Maine Day 8: Blueberry Mud Pie
This day started simply and ended complicatedly.
In the morning, we set out to pick blueberries on the side of the road. And we did.
We did not, however, make it home with many.
The children played in the yard and ate ice cream, and that was, mostly, lunch. I know. I'm terrible. But really, how am I going to convince them to eat broccoli on a hot day after a morning full of blueberries?
In the nook in the lake in front of Steve & Judy's cabin on Brandy Pond, there is a special way that the water and the waves and the Earth come together, and where you might expect sand or even a mess of water weeds, there is nothing but clear water and the softest, cleanest clay you have ever sifted through your fingers. It feels better than any spa treatment or mud I have ever felt. And because it's so clean and so fine, you can mold it just like any other clay, but also make impressions in it that are as fine as feathers. It's perfect for handprint-making. And so we had. Only problem is, the best place for doing so is atop the rock wall at the edge of the lake there, where it abuts the small yard (almost the house itself). And once you cement this fine clay onto the rock wall, it is not coming off. We had left our creations there for a day or so to let them dry in the warm sun. But the next day we were to leave, so this afternoon we took Judy's spatulas to the creations to pry them from the rock wall. Cannon's "groom" doll he made crumbled. I showed him that an arm broke off while I held the rest together. He was pretty upset just seeing the arm off, so I didn't have the heart to tell him actually all the pieces were broken off and that I was just holding them together. He was playing happily in the water, so I casually convinced him with assumptive language that "That was Fun and Now It's Done" and so on and so forth. And I don't even know what Gracy made (God bless her heart, she did not inherit the artistic gene). But whatever it was was equally pulverized by spatula attempts, namely her own. That left just the baby's, and I did not want to destroy Eloise's baby handprint made during such a lovely afternoon of playing in the warm water with her. But alas, I too grew frustrated and after a good twenty minutes of chipping away, chipped a bit too hard and cracked it. I stole away the pieces, but, still having my hands full with the girls running around the rock wall and the water and various other hazards, realized I needed to hide the pieces behind the tree to free my hands again.

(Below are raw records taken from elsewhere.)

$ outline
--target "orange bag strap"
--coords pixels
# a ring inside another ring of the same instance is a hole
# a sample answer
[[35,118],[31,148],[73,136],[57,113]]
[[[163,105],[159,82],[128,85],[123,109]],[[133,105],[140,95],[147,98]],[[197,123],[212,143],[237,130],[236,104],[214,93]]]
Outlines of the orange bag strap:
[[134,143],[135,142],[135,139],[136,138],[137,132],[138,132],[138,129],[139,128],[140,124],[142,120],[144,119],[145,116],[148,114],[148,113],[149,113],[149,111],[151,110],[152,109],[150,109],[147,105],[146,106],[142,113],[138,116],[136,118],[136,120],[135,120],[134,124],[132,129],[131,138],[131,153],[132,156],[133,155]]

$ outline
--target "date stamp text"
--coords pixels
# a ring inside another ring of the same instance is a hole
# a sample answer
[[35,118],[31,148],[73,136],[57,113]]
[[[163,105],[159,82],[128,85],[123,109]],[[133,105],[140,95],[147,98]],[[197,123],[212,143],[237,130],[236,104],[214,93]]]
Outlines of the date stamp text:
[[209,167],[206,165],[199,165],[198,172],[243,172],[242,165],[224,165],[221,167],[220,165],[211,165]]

Judy had given me a foil pie pan to save little creations to take home, so I wanted to re-do handprints, this time in the pie pan so I could just pop them out or cut off the foil once they dried. But it was too late. Grace had absconded with the pie pan and was baking mud pies. I really wanted the handprints. And she equally wanted to make a mud pie. And to take it home.
Who am I to say no? If you can't bake a mud pie when you're five at the lake and convince your mother to bring it home, well, then, when can you? All I can do is photograph. So I did. Her, her determination, her independence, her victory. Her five-ness.

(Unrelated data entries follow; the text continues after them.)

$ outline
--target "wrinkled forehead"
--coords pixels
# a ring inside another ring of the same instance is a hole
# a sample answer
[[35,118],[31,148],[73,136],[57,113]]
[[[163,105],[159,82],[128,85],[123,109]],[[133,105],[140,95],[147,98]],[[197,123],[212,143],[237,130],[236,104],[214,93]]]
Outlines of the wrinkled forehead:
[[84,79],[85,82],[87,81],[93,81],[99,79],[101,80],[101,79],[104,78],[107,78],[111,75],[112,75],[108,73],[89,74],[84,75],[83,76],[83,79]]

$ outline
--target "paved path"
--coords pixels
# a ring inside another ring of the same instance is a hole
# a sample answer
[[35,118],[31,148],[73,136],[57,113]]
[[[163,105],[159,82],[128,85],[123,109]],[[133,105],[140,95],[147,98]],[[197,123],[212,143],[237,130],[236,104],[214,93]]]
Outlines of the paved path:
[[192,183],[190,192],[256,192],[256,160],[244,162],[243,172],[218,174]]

Just as I'd stayed up late the night we arrived to move everyone in, so too was I up late packing everyone. (Geoff was not without responsibility; he always wakes first and feeds the children while I sleep in. It's a good compromise.) As I was packing that night, I remembered the handprint pieces, and it was just beginning to rain. I knew I'd better retrieve what was left. As I made my way across the field in the dark to the lake, the sky above me glittered with stars, smeared with thin rain clouds, and every edge of the sky was pinned pack with diamonds to the very edge of the treeline.

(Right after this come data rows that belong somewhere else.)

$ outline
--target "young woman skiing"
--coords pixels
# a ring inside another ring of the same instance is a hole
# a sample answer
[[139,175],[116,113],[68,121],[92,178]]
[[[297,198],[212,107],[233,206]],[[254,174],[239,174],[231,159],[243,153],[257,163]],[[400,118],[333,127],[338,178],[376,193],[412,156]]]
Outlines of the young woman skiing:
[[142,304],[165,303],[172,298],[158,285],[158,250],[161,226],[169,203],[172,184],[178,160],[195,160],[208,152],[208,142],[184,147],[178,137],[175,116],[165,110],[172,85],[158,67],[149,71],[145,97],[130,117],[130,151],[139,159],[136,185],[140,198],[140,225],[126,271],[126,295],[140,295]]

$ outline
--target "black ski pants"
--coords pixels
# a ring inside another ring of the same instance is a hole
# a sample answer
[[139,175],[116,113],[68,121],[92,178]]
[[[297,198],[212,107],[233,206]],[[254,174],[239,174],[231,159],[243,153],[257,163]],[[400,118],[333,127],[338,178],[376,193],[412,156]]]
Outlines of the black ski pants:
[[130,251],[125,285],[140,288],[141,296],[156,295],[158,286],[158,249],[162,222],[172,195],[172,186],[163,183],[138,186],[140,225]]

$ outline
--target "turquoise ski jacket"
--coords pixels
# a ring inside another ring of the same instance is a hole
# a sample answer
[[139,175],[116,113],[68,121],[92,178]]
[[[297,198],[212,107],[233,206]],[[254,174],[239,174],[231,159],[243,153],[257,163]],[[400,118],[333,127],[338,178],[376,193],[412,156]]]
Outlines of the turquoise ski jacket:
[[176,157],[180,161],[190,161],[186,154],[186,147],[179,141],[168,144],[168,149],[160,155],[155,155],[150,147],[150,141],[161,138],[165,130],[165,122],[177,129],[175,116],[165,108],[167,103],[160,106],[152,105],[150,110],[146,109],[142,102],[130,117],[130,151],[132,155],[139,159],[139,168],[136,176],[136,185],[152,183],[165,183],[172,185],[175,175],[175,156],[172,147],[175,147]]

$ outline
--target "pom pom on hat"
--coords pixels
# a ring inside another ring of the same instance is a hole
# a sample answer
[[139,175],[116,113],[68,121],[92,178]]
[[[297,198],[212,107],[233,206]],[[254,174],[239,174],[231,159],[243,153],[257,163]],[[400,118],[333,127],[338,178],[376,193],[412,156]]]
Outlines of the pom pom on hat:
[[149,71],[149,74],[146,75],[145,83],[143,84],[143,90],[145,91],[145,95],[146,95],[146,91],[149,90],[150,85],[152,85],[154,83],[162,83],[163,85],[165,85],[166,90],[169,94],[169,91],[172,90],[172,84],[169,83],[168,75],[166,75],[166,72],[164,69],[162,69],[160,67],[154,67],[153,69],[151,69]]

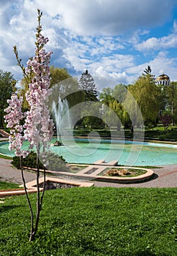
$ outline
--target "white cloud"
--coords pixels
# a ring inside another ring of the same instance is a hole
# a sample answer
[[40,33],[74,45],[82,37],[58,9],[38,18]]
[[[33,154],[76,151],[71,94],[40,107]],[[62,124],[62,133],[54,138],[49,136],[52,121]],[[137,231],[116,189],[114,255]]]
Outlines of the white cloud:
[[[51,64],[67,68],[71,75],[88,69],[94,75],[130,83],[148,64],[156,70],[162,61],[166,62],[161,69],[170,76],[177,74],[174,58],[167,52],[157,56],[157,50],[176,47],[176,23],[171,34],[142,42],[151,28],[170,20],[175,0],[0,0],[0,69],[11,71],[16,79],[22,74],[12,46],[18,46],[24,64],[34,54],[37,8],[43,12],[43,34],[50,39],[46,49],[53,52]],[[153,57],[147,61],[141,53],[148,54],[152,49]]]
[[135,48],[140,51],[157,50],[162,48],[177,47],[177,25],[174,22],[173,31],[168,36],[162,37],[151,37],[135,45]]
[[[118,34],[140,26],[149,28],[169,19],[174,0],[65,0],[41,1],[50,16],[61,16],[65,29],[80,35]],[[165,10],[165,15],[164,10]]]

The following day we backed out of the gravel-dirt-grass-pine-needley yard and waved goodbye to The Wigwam. In the pocket door of the van were little pieces of baby handprint clay. And underneath my seat, a still-wet mud pie.
I keep thinking I'll re-wet this clay and make handprints with all three children, but the truth is, it's now months later, the weather has turned cool again, and it's still here on my desk beside me as I type. I think the real impression made here was on Grace, that she can be herself and leave her own mark on the world. And as for me, well, pieces of childhood are really all that are left for us in the end. And pieces of our maturity are what the children take with them in exchange. Growing up and watching your children grow up is being in that portion of a mosaic where two colors blend. It's all part of the larger picture of our lives, a never-ending mosaic mural across time.